Cuando llegué, el Che estaba sentado en un banco. Al verme dijo: ‘Usted ha
venido a matarme’. Yo me sentí cohibido y bajé la cabeza sin responder. Entonces
me preguntó: ‘¿Qué han dicho los otros’ (refiriéndose a los guerrilleros Willy
y Chino). Le respondí que no habían dicho nada, y él contestó: ‘¡Eran unos
valientes!’. Yo no me atreví a disparar, En ese momento vi al Che grande, muy
grande, enorme. Sus ojos brillaban intensamente. Sentía que se echaba encima y
cuando me miró fijamente, me dio un mareo. Pensé que con un movimiento rápido
el Che podía quitarme el arma. ‘¡Póngase sereno –me dijo– y apunte bien! ¡Va a
matar a un hombre!’. Entonces di un paso atrás, hacia el umbral de la puerta,
cerré los ojos y disparé la primera ráfaga. El Che, con las piernas
destrozadas, cayó al suelo, se contorsionó y empezó a regar muchísima sangre.

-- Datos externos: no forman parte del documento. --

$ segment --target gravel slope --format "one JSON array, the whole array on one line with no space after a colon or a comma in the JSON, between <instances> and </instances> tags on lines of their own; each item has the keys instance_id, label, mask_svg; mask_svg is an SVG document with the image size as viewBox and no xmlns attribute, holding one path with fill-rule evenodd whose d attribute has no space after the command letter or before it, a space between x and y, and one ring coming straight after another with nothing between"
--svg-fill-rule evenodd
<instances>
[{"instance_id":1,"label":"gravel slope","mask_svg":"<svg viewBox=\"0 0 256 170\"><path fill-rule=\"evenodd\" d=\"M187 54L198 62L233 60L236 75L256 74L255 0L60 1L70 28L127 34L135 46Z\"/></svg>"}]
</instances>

Yo recobré el ánimo y disparé la segunda ráfaga que lo alcanzó en un brazo, en
el hombro y en el corazón. Ya estaba muerto.
Después te
trasladaron amarrado al helicóptero, desde la escuela de La Higuera hasta el
hospital de Vallegrande. Te inyectaron formalina en las venas y te presentaron
ante las cámaras de la prensa sobre una mesa de tablas, donde yacías como
Cristo, el Nazareno, con el aspecto más de vivo que de muerto; tenías el torso
desnudo, los pantalones ajados, los pies descalzos, la barba crecida hasta el
pecho y la cabellera precipitándose en cascadas. Aunque tu mirada estaba
ausente, tus ojos irradiaban una extraña inocencia, acentuada por tus labios
entreabiertos, casi sonrientes en el rictus de la muerte. Ese día, quienes
contemplaron tu hermoso rostro de combatiente, cuentan que, incluso después de
ser acribillado, tu cadáver rezumaba una aureola que inspiraba admiración y
respeto, quizá porque supiste someter tus ideales a las pruebas del fuego,
porque hacían lo que decías, porque vivías como pensabas y pensabas como
vivías.
En esta última
fotografía, donde los curiosos se agolpan a tu alrededor, la mirada fija y el
aliento sostenido, parecen no salir de su asombro al constatar que ese hombre
tendido en la camilla es el guerrillero que quiso crear dos, tres... muchos
Vietnam en América Latina, mientras tus captores, señalando las heridas de
tu cuerpo, te exponen como un trofeo de guerra, aunque no te mataron en combate
sino de un modo cobarde.
Sin embargo, ésta
no es tu fotografía más conocida, sino aquella otra de 1960, cuando el
fotógrafo Alberto Korda, al recoger imágenes para la prensa en La Habana, tras
el incendio del barco francés que transportaba un cargamento de armas y
municiones para la defensa de la revolución, fijó tu rostro en el visor de la
cámara y, atraído por la fuerza y el dramatismo de tu mirada tendida en la
bahía, te tomó una fotografía que, una vez revelada en la cámara oscura, dio la
vuelta al mundo y se trocó en un aluvión de afiches, banderas, camisetas,
chapas, carteles, gorros y estampas; más todavía, tu rostro se pintó en las
paredes y se grabó en la mente de quienes te mutilaron las manos y te
desaparecieron, intentando acallar tu voz, soterrar tus ideales y destruir tu
imagen, que, hoy como siempre, está presente entre nosotros, incitándonos a
repetir aquellas frases de la carta de despedida que les escribiste a tus
padres: Otra vez siento bajo mis talones el costillar de Rocinante; vuelvo
al camino con la adarga al brazo... Muchos me dirán aventurero, y lo soy; sólo
que de un tipo diferente y de los que ponen el pellejo para demostrar sus
verdades...
Así te
recordamos, comandante, con la estrella en la boina y el porvenir en la mirada.